Des redevances étant demeurées impayées, la société [S] a mis Monsieur [R] [N] en demeure de régulariser son arriéré, en vain. Elle l’a donc ensuite fait assigner devant le juge des contentieux de la protection de ROUBAIX pour faire constater l’acquisition de la clause résolutoire ; à titre subsidiaire prononcer la résiliation du contrat de résidence aux torts exclusifs du locataire ; être autorisée à faire procéder à son expulsion sous astreinte de 153 € par jour de retard ; à la séquestration des meubles et objets personnels et obtenir sa condamnation au paiement de l’arriéré d’un montant de 1214,24 € arrêté au 9 mai 2025 outre les intérêts à compter de la mise en demeure, d’une indemnité mensuelle d’occupation au taux en vigueur dans le foyer mois par mois, outre une somme de 1500 € en application de l’article 700 du code de procédure civile et les dépens.

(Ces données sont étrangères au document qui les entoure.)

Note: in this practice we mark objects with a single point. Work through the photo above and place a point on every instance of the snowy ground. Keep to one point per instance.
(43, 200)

A l’audience du 2 février 2026, la société[S] – représentée par son conseil – maintient l’intégralité de ses demandes, en précisant que la dette locative a augmenté de sorte qu’elle s’oppose à tout délais de paiements. Elle indique ne pas avoir connaissance d’une procédure de surendettement au bénéfice du défendeur.
Bien que convoqué par acte de commissaire de justice remis à étude le 28 mai 2025, Monsieur [R] [N] n’est ni présent, ni représenté.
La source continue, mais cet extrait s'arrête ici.